Etapa de plantación de ensayo a campo: La plantación a campo se efectuó el día 12 de septiembre de 2003, utilizando un diseño completamente al azar con 2 tratamientos de densidad: 1) D1 densidad de siembre de las arañas a 25.000 pl ha-1; 2) D2 densidad de siembra de las arañas a 17.857 pl ha-1, correspondientes a los siguientes marcos de plantación: 1,60 x 0,25 m y 1,60 x 0,35 m, respectivamente.

La profundidad de plantación fue de 0,30 m. El número de surcos parcela-1 fue de 3 y el total de 8, incluyendo borduras.
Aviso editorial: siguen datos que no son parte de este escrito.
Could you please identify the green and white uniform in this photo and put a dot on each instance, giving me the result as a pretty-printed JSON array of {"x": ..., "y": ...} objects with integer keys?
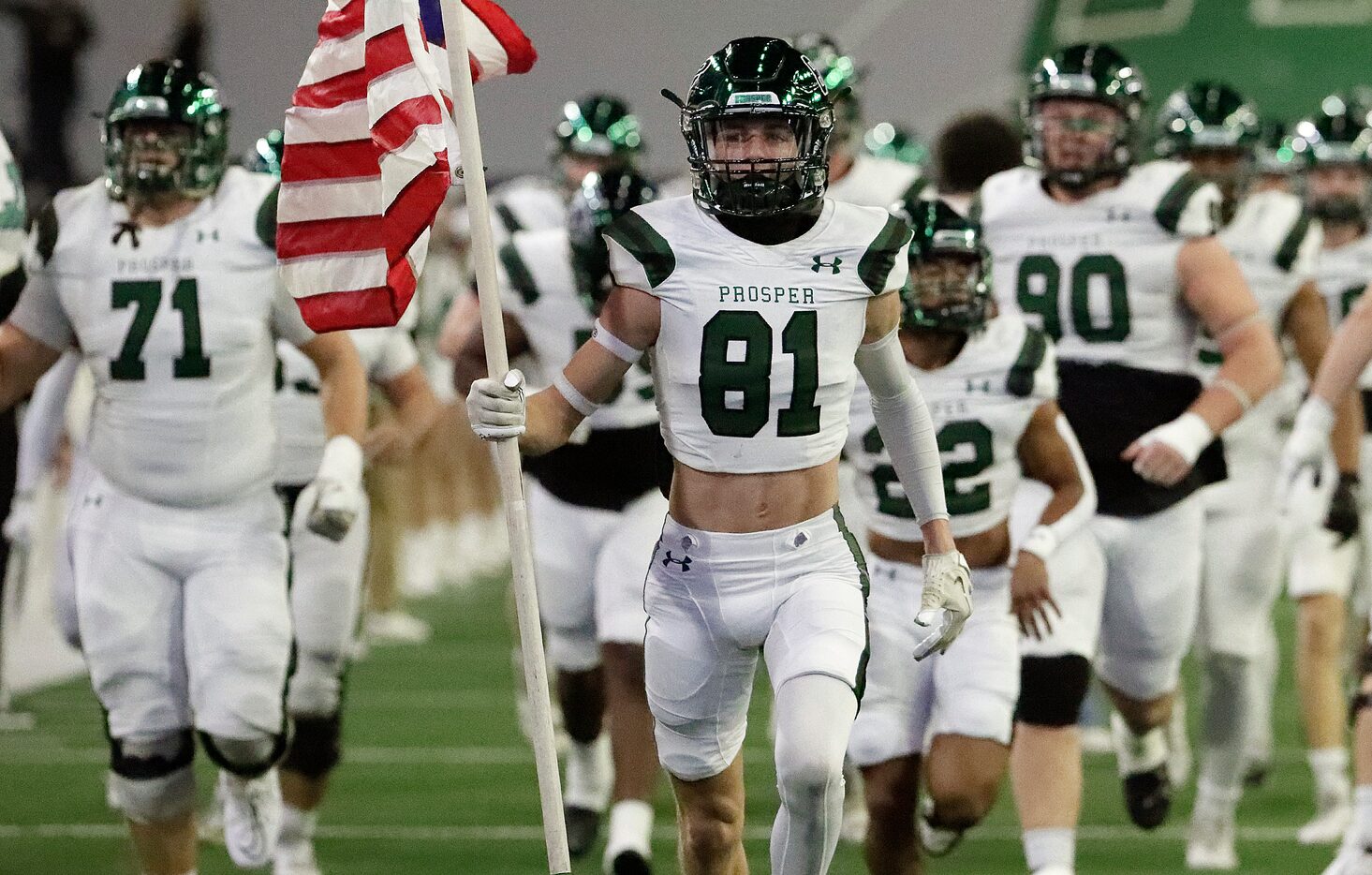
[
  {"x": 595, "y": 506},
  {"x": 176, "y": 537},
  {"x": 981, "y": 404},
  {"x": 754, "y": 369},
  {"x": 1099, "y": 275}
]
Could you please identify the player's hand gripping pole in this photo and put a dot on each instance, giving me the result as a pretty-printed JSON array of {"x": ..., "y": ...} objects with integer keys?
[{"x": 507, "y": 452}]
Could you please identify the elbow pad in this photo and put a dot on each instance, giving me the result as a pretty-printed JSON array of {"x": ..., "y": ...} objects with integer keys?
[{"x": 905, "y": 424}]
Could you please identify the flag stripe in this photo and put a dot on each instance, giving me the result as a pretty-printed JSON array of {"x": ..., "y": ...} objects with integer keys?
[{"x": 369, "y": 142}]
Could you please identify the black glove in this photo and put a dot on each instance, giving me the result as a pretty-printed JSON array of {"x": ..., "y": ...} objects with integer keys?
[{"x": 1343, "y": 508}]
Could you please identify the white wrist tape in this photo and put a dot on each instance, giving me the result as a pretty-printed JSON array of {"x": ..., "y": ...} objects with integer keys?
[
  {"x": 616, "y": 348},
  {"x": 905, "y": 424},
  {"x": 342, "y": 460},
  {"x": 579, "y": 402}
]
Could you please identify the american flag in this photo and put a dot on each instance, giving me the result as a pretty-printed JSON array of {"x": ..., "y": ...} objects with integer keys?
[{"x": 369, "y": 142}]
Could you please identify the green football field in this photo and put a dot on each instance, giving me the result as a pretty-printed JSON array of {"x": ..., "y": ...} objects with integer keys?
[{"x": 438, "y": 779}]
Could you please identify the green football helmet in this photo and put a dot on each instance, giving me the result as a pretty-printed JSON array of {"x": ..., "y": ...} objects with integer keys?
[
  {"x": 896, "y": 142},
  {"x": 166, "y": 91},
  {"x": 1207, "y": 115},
  {"x": 950, "y": 269},
  {"x": 597, "y": 203},
  {"x": 266, "y": 154},
  {"x": 841, "y": 77},
  {"x": 758, "y": 80},
  {"x": 1087, "y": 71},
  {"x": 598, "y": 126},
  {"x": 1339, "y": 133}
]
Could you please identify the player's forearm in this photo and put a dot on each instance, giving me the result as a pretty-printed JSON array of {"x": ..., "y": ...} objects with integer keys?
[
  {"x": 1251, "y": 368},
  {"x": 549, "y": 423},
  {"x": 1346, "y": 357}
]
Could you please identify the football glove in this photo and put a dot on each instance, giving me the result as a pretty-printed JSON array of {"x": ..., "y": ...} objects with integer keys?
[
  {"x": 335, "y": 496},
  {"x": 495, "y": 408},
  {"x": 1306, "y": 447},
  {"x": 946, "y": 602}
]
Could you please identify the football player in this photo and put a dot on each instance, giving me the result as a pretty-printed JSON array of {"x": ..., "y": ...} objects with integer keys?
[
  {"x": 855, "y": 174},
  {"x": 1335, "y": 147},
  {"x": 991, "y": 386},
  {"x": 1275, "y": 243},
  {"x": 164, "y": 274},
  {"x": 327, "y": 575},
  {"x": 596, "y": 532},
  {"x": 1120, "y": 265},
  {"x": 759, "y": 296},
  {"x": 1304, "y": 454}
]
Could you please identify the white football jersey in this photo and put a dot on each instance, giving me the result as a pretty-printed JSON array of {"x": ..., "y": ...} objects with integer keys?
[
  {"x": 1276, "y": 247},
  {"x": 1342, "y": 275},
  {"x": 981, "y": 404},
  {"x": 386, "y": 352},
  {"x": 177, "y": 325},
  {"x": 754, "y": 363},
  {"x": 876, "y": 181},
  {"x": 539, "y": 289},
  {"x": 1099, "y": 275}
]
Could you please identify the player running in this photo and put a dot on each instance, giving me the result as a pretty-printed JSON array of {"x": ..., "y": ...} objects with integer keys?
[
  {"x": 164, "y": 274},
  {"x": 1275, "y": 243},
  {"x": 1118, "y": 263},
  {"x": 759, "y": 295},
  {"x": 595, "y": 534},
  {"x": 991, "y": 386}
]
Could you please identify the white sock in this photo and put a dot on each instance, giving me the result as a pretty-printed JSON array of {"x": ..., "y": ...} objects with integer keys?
[
  {"x": 298, "y": 824},
  {"x": 1363, "y": 812},
  {"x": 1331, "y": 772},
  {"x": 589, "y": 774},
  {"x": 630, "y": 828},
  {"x": 1215, "y": 803},
  {"x": 1050, "y": 846}
]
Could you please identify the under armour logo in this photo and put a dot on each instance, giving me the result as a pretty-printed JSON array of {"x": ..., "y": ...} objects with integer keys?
[
  {"x": 820, "y": 262},
  {"x": 684, "y": 561}
]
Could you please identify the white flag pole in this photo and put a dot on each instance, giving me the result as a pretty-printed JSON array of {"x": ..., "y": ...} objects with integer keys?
[{"x": 507, "y": 452}]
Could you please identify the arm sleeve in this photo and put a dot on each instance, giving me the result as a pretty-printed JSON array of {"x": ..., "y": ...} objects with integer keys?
[
  {"x": 44, "y": 420},
  {"x": 905, "y": 424}
]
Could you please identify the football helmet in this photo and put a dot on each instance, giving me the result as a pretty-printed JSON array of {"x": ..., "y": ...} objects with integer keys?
[
  {"x": 1092, "y": 71},
  {"x": 758, "y": 80},
  {"x": 166, "y": 91},
  {"x": 597, "y": 203},
  {"x": 950, "y": 269}
]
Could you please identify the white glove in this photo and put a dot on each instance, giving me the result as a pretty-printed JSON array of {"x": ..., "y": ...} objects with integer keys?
[
  {"x": 946, "y": 603},
  {"x": 335, "y": 496},
  {"x": 18, "y": 526},
  {"x": 1165, "y": 454},
  {"x": 495, "y": 408},
  {"x": 1306, "y": 449}
]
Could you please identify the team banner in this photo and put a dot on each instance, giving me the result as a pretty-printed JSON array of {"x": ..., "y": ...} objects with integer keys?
[{"x": 369, "y": 144}]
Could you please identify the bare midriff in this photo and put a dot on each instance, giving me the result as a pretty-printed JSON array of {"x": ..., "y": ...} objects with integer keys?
[
  {"x": 985, "y": 549},
  {"x": 752, "y": 502}
]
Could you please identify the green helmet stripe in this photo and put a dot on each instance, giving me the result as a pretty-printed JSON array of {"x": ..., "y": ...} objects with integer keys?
[
  {"x": 1291, "y": 245},
  {"x": 1020, "y": 381},
  {"x": 519, "y": 274},
  {"x": 645, "y": 245},
  {"x": 876, "y": 263},
  {"x": 1174, "y": 201}
]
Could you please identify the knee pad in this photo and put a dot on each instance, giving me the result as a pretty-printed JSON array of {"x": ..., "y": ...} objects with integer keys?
[
  {"x": 245, "y": 757},
  {"x": 572, "y": 649},
  {"x": 317, "y": 685},
  {"x": 316, "y": 747},
  {"x": 1051, "y": 690},
  {"x": 151, "y": 779}
]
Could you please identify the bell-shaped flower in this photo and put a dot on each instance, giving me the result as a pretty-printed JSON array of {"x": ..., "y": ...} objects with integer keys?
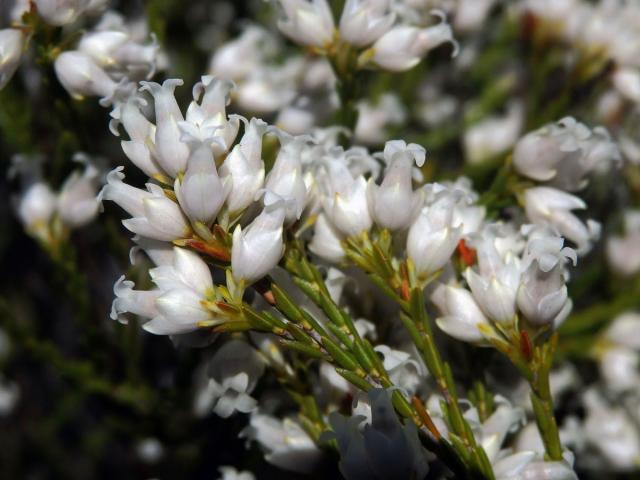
[
  {"x": 234, "y": 370},
  {"x": 326, "y": 242},
  {"x": 308, "y": 23},
  {"x": 495, "y": 282},
  {"x": 244, "y": 167},
  {"x": 345, "y": 200},
  {"x": 461, "y": 317},
  {"x": 384, "y": 448},
  {"x": 285, "y": 442},
  {"x": 286, "y": 178},
  {"x": 77, "y": 204},
  {"x": 364, "y": 21},
  {"x": 61, "y": 12},
  {"x": 258, "y": 248},
  {"x": 432, "y": 238},
  {"x": 170, "y": 152},
  {"x": 81, "y": 76},
  {"x": 564, "y": 153},
  {"x": 209, "y": 117},
  {"x": 11, "y": 44},
  {"x": 200, "y": 192},
  {"x": 394, "y": 204},
  {"x": 141, "y": 134},
  {"x": 553, "y": 206},
  {"x": 542, "y": 295},
  {"x": 402, "y": 47}
]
El largo del ensayo fue de 48 m. Se emplearon arañas de entre 100 y 150 g cada una.

A partir de la plantación se procedió a efectuar las labores culturales necesarias para el mantenimiento de dicho ensayo libre de malezas y de plagas. Se realizaron controles de malezas químicos, manuales y mecánicos durante el año de implantación. En el primer caso se utilizó Linurón a razón de 2 l ha-1. Se efectuaron remociones superficiales con motocultivador en entrefila y manuales en las hileras a razón de cinco anuales con una periodicidad promedio de 1,5 meses. El producto aplicado el segundo año fue el mismo que durante el primero y al tercer año se procedió a aplicar Atrazina en preemergencia de las malezas. Para el control de plagas se utilizó un insecticida sistémico, Imidacloprid.

Primer período de cosecha: El primer año de evaluación de rendimiento correspondió 2005, en el período comprendido entre el 24/09/05-04/11/05. La frecuencia de cosecha utilizada fue día por medio al comienzo y posteriormente diaria, acompañando la evolución de la temperatura y precipitaciones (ver Figura 1). Los espárragos una vez cosechados fueron lavados, cortados a 22 cm de largo y posteriormente calibrados y pesados.
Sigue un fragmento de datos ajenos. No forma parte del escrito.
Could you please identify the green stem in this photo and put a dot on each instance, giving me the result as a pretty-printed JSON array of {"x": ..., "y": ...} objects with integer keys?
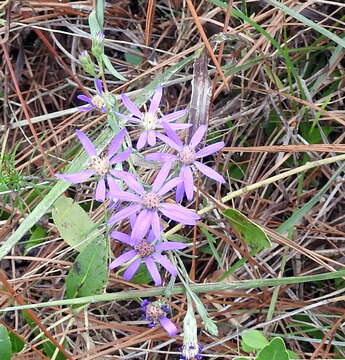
[{"x": 179, "y": 289}]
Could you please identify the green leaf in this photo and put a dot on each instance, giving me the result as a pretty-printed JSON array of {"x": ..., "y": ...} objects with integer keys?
[
  {"x": 246, "y": 348},
  {"x": 17, "y": 344},
  {"x": 254, "y": 339},
  {"x": 100, "y": 5},
  {"x": 49, "y": 349},
  {"x": 37, "y": 236},
  {"x": 292, "y": 355},
  {"x": 275, "y": 350},
  {"x": 94, "y": 25},
  {"x": 211, "y": 241},
  {"x": 5, "y": 344},
  {"x": 73, "y": 223},
  {"x": 89, "y": 272},
  {"x": 111, "y": 68},
  {"x": 78, "y": 163},
  {"x": 142, "y": 276},
  {"x": 133, "y": 59},
  {"x": 250, "y": 232}
]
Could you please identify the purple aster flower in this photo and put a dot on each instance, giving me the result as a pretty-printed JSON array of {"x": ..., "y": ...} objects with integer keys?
[
  {"x": 96, "y": 102},
  {"x": 156, "y": 313},
  {"x": 145, "y": 250},
  {"x": 187, "y": 157},
  {"x": 191, "y": 352},
  {"x": 149, "y": 121},
  {"x": 100, "y": 165},
  {"x": 150, "y": 203}
]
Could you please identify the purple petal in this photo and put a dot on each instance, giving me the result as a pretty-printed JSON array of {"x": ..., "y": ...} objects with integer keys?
[
  {"x": 179, "y": 126},
  {"x": 188, "y": 181},
  {"x": 125, "y": 196},
  {"x": 99, "y": 86},
  {"x": 161, "y": 177},
  {"x": 122, "y": 237},
  {"x": 172, "y": 135},
  {"x": 174, "y": 116},
  {"x": 142, "y": 140},
  {"x": 131, "y": 182},
  {"x": 132, "y": 269},
  {"x": 85, "y": 98},
  {"x": 122, "y": 259},
  {"x": 120, "y": 174},
  {"x": 112, "y": 185},
  {"x": 116, "y": 143},
  {"x": 141, "y": 225},
  {"x": 165, "y": 262},
  {"x": 100, "y": 191},
  {"x": 208, "y": 150},
  {"x": 151, "y": 236},
  {"x": 170, "y": 245},
  {"x": 155, "y": 101},
  {"x": 169, "y": 186},
  {"x": 198, "y": 136},
  {"x": 151, "y": 137},
  {"x": 206, "y": 170},
  {"x": 132, "y": 220},
  {"x": 152, "y": 268},
  {"x": 169, "y": 142},
  {"x": 124, "y": 213},
  {"x": 168, "y": 326},
  {"x": 85, "y": 108},
  {"x": 179, "y": 192},
  {"x": 131, "y": 107},
  {"x": 86, "y": 142},
  {"x": 77, "y": 177},
  {"x": 179, "y": 213},
  {"x": 127, "y": 117},
  {"x": 155, "y": 224},
  {"x": 161, "y": 157},
  {"x": 124, "y": 155}
]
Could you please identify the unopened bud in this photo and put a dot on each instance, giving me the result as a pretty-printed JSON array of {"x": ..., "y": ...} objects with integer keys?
[
  {"x": 86, "y": 63},
  {"x": 98, "y": 45}
]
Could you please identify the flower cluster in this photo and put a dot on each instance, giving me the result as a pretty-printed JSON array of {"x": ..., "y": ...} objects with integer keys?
[{"x": 142, "y": 203}]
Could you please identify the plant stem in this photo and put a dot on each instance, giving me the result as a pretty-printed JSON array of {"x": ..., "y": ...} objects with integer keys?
[{"x": 180, "y": 289}]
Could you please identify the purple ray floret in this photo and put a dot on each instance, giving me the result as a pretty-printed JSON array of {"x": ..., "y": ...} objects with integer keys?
[
  {"x": 156, "y": 313},
  {"x": 188, "y": 157},
  {"x": 150, "y": 204},
  {"x": 96, "y": 102},
  {"x": 145, "y": 250},
  {"x": 100, "y": 166},
  {"x": 148, "y": 121}
]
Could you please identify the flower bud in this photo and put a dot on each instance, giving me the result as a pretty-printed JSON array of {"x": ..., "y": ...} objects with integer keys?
[
  {"x": 86, "y": 63},
  {"x": 190, "y": 349},
  {"x": 98, "y": 45}
]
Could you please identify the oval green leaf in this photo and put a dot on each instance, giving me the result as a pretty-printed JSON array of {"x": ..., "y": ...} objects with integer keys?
[
  {"x": 254, "y": 339},
  {"x": 251, "y": 233},
  {"x": 275, "y": 350},
  {"x": 73, "y": 223}
]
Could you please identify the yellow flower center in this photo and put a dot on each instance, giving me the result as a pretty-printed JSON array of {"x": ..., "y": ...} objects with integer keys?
[
  {"x": 144, "y": 248},
  {"x": 187, "y": 155},
  {"x": 150, "y": 121},
  {"x": 100, "y": 165}
]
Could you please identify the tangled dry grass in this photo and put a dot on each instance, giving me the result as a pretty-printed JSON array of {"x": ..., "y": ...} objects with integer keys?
[{"x": 271, "y": 120}]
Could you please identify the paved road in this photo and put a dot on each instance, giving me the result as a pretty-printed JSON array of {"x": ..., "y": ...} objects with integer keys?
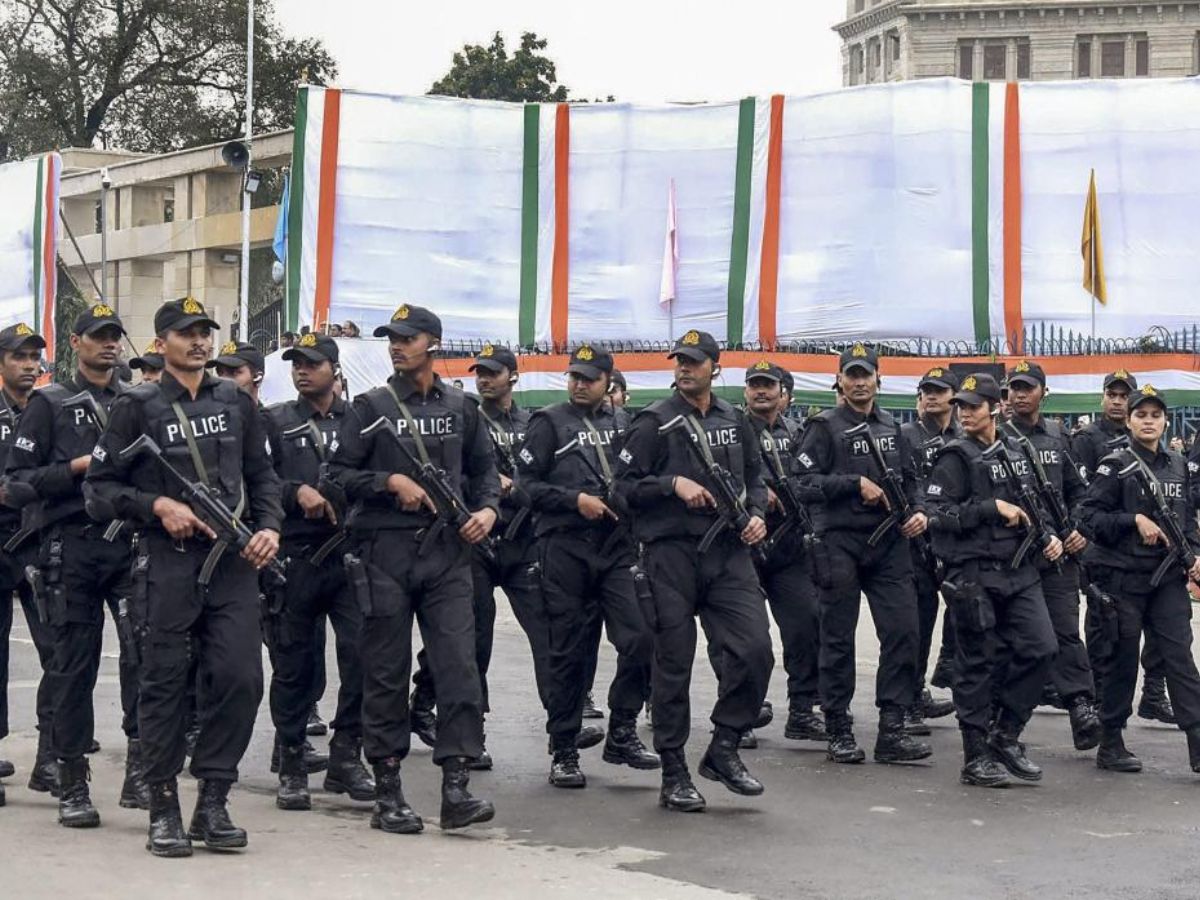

Para las determinaciones de peso se utilizó una balanza electrónica "Sensotronic" SE 500.

Evaluaciones efectuadas: Se evaluaron las siguientes variables: peso fresco total cosechado y para cada cosecha, número de turiones y calibre de cada turión, utilizando las normas USDA definidas para Asparagus officinialis para los distintos calibres: XL, L, M, S, XS y asparagina. Se realizó un análisis de la varianza, con un diseño completamente al azar y con cuatro repeticiones, considerando como factor: la densidad de plantación. Para determinar las diferencias entre medias se usó la prueba de rangos múltiples de Duncan. Se utilizó un nivel de confianza del 5% para todas las pruebas estadísticas.
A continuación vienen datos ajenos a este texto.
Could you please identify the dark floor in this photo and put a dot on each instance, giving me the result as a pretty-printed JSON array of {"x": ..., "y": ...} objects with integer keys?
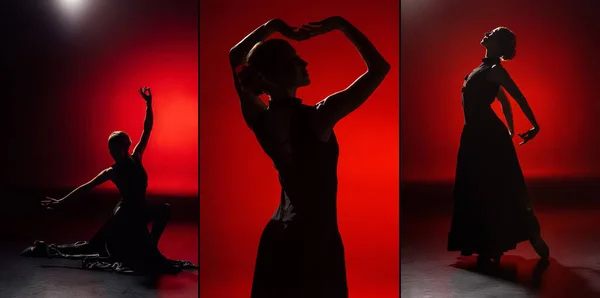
[
  {"x": 569, "y": 214},
  {"x": 22, "y": 222}
]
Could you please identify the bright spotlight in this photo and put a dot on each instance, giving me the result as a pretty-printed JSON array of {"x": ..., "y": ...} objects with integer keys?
[{"x": 73, "y": 9}]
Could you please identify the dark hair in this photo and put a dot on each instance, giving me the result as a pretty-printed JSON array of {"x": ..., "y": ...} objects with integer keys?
[
  {"x": 507, "y": 42},
  {"x": 118, "y": 141},
  {"x": 268, "y": 59}
]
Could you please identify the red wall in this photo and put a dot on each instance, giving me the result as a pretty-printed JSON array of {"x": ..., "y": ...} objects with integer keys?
[
  {"x": 553, "y": 68},
  {"x": 117, "y": 49},
  {"x": 238, "y": 187}
]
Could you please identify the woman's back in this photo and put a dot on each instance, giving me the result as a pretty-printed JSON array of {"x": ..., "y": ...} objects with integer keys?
[
  {"x": 307, "y": 166},
  {"x": 131, "y": 179},
  {"x": 479, "y": 93}
]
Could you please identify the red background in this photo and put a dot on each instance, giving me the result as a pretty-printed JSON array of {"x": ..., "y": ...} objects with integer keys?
[
  {"x": 77, "y": 83},
  {"x": 239, "y": 190},
  {"x": 554, "y": 68}
]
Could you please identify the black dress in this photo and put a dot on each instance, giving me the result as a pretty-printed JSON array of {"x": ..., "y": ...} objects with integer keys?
[
  {"x": 123, "y": 243},
  {"x": 492, "y": 212},
  {"x": 300, "y": 252}
]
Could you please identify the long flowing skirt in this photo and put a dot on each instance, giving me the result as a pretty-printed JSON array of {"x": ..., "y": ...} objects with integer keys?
[{"x": 492, "y": 212}]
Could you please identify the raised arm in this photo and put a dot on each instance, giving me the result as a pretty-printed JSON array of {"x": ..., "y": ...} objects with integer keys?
[
  {"x": 138, "y": 151},
  {"x": 499, "y": 75},
  {"x": 342, "y": 103},
  {"x": 506, "y": 110},
  {"x": 251, "y": 104},
  {"x": 84, "y": 188}
]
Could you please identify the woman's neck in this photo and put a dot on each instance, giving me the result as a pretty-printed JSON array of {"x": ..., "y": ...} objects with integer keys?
[{"x": 491, "y": 54}]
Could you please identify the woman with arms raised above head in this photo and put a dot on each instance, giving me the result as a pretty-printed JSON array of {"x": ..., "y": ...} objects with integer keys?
[{"x": 300, "y": 252}]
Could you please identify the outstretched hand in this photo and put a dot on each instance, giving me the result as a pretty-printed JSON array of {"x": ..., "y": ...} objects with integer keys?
[
  {"x": 290, "y": 32},
  {"x": 529, "y": 135},
  {"x": 146, "y": 94},
  {"x": 327, "y": 25},
  {"x": 51, "y": 203}
]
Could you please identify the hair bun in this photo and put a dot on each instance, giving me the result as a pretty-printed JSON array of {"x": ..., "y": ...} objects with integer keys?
[{"x": 248, "y": 78}]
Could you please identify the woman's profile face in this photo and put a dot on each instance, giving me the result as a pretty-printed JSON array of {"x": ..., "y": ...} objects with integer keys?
[{"x": 488, "y": 38}]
Las precipitaciones del año de evaluación fueron en total de 730 mm, tal como se muestra en la Figura 2 a continuación.

RESULTADOS Y DISCUSIÓN

Rendimiento total

Promedio general

La producción total del ensayo fue de 4 426 kg ha-1 y de 184 kg ha-1 cosecha-1. La producción en número de turiones fue de 227 876 y 9 495 por cosecha.

Rendimiento según densidad

Como resultado general de todo el período de cosecha, se logró una diferencia significativa para la menor densidad considerada que en promedio permitió obtener 202 kg ha-1 cosecha-1, mientras que para la mayor densidad, se lograron 167 kg ha-1 cosecha-1. Como rendimiento total del período, se obtuvieron 4.844 kg ha-1 (a) para la densidad 1 y 4.008 kg ha-1 (b) para la densidad 2.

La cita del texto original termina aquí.